• Tidak ada hasil yang ditemukan

BAB IV HASIL DAN PEMBAHASAN

4.4 Pembahasan

Dari hasil penelitian dapat kita ketahui bahwa dalam melakukan proses negoisasi dipilih seorang komunikator yang mewakili kedua belah pihak yaitu dari pihak BPLS dan pihak Warga. Komunikator dari pihak BPLS dipilih sesuai dengan bidang kerjanya yaitu pemberdaya masyarakat serta mampu bersosialisasi dan menyamakan pemahaman dengan warga. Hal ini diakui oleh informan IV selaku pejabat Pemberdaya Masyarakat di BPLS:

“Jadi selama ini karena pemberdayaan adalah salah satu tugas pokok dan fungsi saya, jadi kami selalu mengajak, mengkomunikasikan semua permasalahan baik itu dari awal sampai nanti terjadinya proses jual beli dan sebagainya. Jadi, kata-kata pemberdayaan itu sebetulnya kita sendiri akan memberikan wawasan kepada masyarakat itu supaya tahu. Jadi masyarakat itu jangan seakan akan hanya menerima aja, tapi juga masyarakat harus mempunyai wawasan. Jadi timbal balik lah”.
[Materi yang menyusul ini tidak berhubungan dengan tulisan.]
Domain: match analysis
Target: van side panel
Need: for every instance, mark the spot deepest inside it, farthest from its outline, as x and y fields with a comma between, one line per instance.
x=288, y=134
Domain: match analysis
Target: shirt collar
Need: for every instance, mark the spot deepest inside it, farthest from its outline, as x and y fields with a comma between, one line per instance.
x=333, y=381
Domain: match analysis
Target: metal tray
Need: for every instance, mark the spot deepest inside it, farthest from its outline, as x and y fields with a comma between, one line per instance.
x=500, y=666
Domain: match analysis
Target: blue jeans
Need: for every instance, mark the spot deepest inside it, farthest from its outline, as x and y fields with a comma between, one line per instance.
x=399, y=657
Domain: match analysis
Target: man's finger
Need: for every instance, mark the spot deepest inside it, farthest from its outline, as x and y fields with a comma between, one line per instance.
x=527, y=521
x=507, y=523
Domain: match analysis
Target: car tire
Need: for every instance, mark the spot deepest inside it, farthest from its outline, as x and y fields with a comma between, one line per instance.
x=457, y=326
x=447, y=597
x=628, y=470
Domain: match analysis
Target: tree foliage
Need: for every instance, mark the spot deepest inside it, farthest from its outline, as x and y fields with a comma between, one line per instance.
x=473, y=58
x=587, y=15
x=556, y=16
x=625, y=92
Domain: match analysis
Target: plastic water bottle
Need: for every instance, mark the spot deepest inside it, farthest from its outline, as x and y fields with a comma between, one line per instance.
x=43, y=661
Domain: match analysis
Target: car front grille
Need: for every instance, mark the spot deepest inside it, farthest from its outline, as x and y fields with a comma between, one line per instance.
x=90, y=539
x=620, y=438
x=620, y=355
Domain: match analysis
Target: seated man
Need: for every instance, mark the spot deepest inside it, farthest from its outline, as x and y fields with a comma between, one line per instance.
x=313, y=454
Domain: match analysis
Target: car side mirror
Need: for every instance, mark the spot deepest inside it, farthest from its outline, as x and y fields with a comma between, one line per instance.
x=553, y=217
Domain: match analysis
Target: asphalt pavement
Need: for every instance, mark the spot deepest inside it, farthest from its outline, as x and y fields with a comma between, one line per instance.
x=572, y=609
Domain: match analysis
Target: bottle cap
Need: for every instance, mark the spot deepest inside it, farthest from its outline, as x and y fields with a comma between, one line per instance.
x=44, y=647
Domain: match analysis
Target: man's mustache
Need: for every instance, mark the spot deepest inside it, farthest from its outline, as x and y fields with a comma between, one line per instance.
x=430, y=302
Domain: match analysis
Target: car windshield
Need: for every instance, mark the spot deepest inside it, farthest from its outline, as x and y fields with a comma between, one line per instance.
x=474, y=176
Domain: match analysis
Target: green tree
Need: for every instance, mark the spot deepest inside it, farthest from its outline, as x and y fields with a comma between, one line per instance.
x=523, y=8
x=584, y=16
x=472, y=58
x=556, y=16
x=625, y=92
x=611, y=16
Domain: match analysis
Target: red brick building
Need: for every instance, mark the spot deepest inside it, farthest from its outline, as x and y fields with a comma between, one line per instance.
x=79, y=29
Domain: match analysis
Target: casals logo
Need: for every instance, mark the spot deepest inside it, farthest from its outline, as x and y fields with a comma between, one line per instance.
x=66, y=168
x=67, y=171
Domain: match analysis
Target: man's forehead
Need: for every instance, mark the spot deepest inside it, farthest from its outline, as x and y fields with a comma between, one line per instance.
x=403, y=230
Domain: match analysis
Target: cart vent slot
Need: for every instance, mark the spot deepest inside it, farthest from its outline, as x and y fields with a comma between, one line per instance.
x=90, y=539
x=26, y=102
(Interview, Jumat 4 Oktober 2013, pukul 12:21)

Komunikator dari pihak BPLS ini dipilih dari Dewan Pengarah untuk melakukan kegiatan negoisasi dengan warga supaya proses ganti rugi berjalan lancar dan tepat waktu. Selama melakukan proses negoisasi dengan warga, informan IV membangun wawasan kepada warga agar terjadi hubungan timbal balik. Sedangkan komunikator dari pihak warga yaitu informan V dipilih oleh warganya berdasarkan jabatan yang dia miliki yaitu ketua RT dan menurut warganya mampu melakukan negoisasi dengan pihak BPLS, hal ini seperti dilansir oleh informan V

“Hasil musyawarah warga mbak. Berdasarkan hasil kesepakatan disitu memang warga memberikan suatu usulan yang akhirnya kesepakatan dibentuk TIM yang dipercayakan kepada ketua RT.”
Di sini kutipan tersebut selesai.